Agnadello, 05 giugno 2026

(Gianluca Maestri) Da un mese ormai l’agente di polizia locale Silvia Bissa, unica figura presente in quest’ufficio comunale, è assente. Al riguardo ieri sera, in consiglio comunale, il gruppo di minoranza Comune Democratico (Giovanni Calderara e Giuseppe Maffioletti) ha presentato in corso di seduta un’interpellanza al sindaco Stefano Samarati che risponderà nella prossima riunione del parlamentino locale.

A titolo di segnalazione dell’accaduto una copia dell’interpellanza è stata inviata da Comune Democratico sia alla prefettura, sia alla Procura della Repubblica di Cremona.

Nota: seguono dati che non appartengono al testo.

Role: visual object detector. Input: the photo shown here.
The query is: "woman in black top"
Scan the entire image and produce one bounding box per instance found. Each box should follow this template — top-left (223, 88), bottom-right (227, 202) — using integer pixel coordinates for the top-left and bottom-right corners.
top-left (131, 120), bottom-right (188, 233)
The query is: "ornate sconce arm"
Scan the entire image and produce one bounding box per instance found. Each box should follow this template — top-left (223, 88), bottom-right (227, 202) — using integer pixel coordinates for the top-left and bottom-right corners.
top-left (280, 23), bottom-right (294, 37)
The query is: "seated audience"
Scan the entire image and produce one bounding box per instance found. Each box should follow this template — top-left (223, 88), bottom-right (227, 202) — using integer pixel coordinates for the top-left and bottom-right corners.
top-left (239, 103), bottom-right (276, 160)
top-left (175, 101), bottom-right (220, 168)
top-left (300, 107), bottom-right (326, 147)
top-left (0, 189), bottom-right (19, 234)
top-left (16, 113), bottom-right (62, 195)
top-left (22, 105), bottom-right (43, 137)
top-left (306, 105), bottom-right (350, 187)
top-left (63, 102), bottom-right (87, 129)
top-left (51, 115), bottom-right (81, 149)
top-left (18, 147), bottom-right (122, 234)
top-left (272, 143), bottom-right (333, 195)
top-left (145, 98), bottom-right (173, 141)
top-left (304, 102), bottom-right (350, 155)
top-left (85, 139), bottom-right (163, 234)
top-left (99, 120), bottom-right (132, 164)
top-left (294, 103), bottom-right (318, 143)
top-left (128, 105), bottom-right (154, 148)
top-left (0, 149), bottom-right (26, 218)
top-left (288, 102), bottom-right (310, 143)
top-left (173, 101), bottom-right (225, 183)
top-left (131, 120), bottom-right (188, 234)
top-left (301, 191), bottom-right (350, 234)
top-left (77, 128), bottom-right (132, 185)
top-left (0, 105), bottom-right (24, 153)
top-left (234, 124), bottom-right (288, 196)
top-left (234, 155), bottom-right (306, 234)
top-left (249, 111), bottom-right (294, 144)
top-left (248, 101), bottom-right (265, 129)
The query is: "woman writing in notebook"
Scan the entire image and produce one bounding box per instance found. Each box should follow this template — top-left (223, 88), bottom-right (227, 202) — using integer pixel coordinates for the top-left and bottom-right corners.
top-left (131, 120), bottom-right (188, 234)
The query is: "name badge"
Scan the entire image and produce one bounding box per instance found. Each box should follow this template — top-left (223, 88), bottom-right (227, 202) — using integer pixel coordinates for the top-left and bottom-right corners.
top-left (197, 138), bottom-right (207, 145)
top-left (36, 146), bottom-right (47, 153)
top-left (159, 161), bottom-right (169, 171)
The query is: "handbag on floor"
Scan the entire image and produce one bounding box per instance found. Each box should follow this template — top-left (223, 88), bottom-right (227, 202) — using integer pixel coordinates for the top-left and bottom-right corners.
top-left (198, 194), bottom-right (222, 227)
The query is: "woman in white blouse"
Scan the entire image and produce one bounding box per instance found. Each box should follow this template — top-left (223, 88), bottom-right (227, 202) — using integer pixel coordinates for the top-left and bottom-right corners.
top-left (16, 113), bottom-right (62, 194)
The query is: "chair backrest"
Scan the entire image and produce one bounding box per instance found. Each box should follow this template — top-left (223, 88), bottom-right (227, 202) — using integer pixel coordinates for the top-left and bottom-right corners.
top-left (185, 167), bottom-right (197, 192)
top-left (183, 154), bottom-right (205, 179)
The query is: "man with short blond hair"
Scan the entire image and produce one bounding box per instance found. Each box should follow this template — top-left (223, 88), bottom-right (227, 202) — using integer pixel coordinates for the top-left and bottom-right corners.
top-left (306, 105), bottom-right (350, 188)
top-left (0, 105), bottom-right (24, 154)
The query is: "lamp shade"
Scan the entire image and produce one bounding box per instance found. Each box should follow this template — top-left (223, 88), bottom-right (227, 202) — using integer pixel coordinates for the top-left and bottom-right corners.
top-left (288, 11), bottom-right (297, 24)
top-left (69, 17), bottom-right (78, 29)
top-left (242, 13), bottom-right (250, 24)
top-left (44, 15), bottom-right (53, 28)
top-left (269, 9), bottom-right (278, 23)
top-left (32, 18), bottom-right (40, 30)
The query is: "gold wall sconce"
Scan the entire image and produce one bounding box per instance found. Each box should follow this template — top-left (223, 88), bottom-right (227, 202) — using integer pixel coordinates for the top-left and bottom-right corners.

La premessa fatta dal capogruppo Giovanni Calderara è che questa interpellanza non è stata presentata prima: “Per via del ritardo intercorso tra la richiesta da noi fatta il 16 maggio scorso, poi sollecitata il 25 maggio, di avere copia di un provvedimento del sindaco sul quale impostare l’interpellanza e la trasmissione del provvedimento stesso da parte dell’addetta al servizio protocollo che certamente non ha ritardato la trasmissione dell’atto di sua iniziativa, ma per assecondare disposizioni superiori. Precisiamo – ha aggiunto Calderara - che il documento richiesto, a oggi non ci è ancora stato trasmesso, cosa che si ripete spesso ma più di altre volte in questo caso sembra evidente il tentativo di nascondere, finché possibile, fatti che possono mettere in imbarazzo il sindaco, che certamente feriscono l’istituzione pubblica che più di altri lui rappresenta, che suscitano indignazione non soltanto in noi, che subiamo ripetute violazioni al nostro diritto all’informazione, ma anche nei cittadini che subiscono, senza conoscerne la ragione, la sospensione di servizi essenziali che concorrono, col pagamento delle tasse, a finanziare”.

Calderara ha parlato di un fatto avvenuto il 6 maggio scorso: “Samarati ha redarguito pesantemente Silvia Bissa dopo averla raggiunta all’interno del suo ufficio. Motivo della reprimenda, il mancato rilascio di una tessera per il parcheggio disabili, necessitante, secondo l’agente, di aggiornamento istruttorio da apportare con certificazione Ats. Nonostante la marginalità del fatto contestato e la giustificazione addotta dall’agente redarguita, il comportamento del sindaco si sarebbe spinto, nella circostanza, oltre il limite del civile rapporto di interazione tra pubblico amministratore e dipendente della pubblica amministrazione”.

Comune Democratico si dice refrattario alla cultura del sospetto ma la certificazione d’infortunio presentata dall’interessata, in concomitanza con il fatto che viene riassunto nell’interpellanza, spinge il gruppo stesso a rivolgere al primo cittadino delle domande:

“C’è una relazione tra la reprimenda verbale nei confronti della Bissa e la certificazione d’infortunio (seguita da certificati di malattia) presentata dalla stessa il giorno seguente? Se non vi è relazione, può spiegarci come si è infortunata, all’interno del suo ufficio, l’agente di polizia municipale destinataria del suo rimprovero? Vorremmo anche sapere per quale ragione, pochi giorni dopo i fatti sopra richiamati, lei ha emesso un provvedimento di sospensione della dotazione dell’arma precedentemente assegnata a Silvia Bissa per l’espletamento del suo ruolo”.

E ancora: “Come giustifica, signor sindaco – prosegue Comune Democratico - questa sua mutazione di atteggiamento nei confronti dell’interessata? Ha sbagliato tutto prima o sta clamorosamente sbagliando ora, tanto nei giudizi di ordine professionale, quanto nel modo di agire in veste di datore di lavoro? Riesce a comprendere quanto possa risultare lesivo della dignità di una lavoratrice, peraltro del pubblico impiego, un provvedimento del tipo da lei adottato, o prevale in lei il gusto della ripicca personale, ammesso e non concesso che tale provvedimento possa espletare e conservare la sua efficacia?”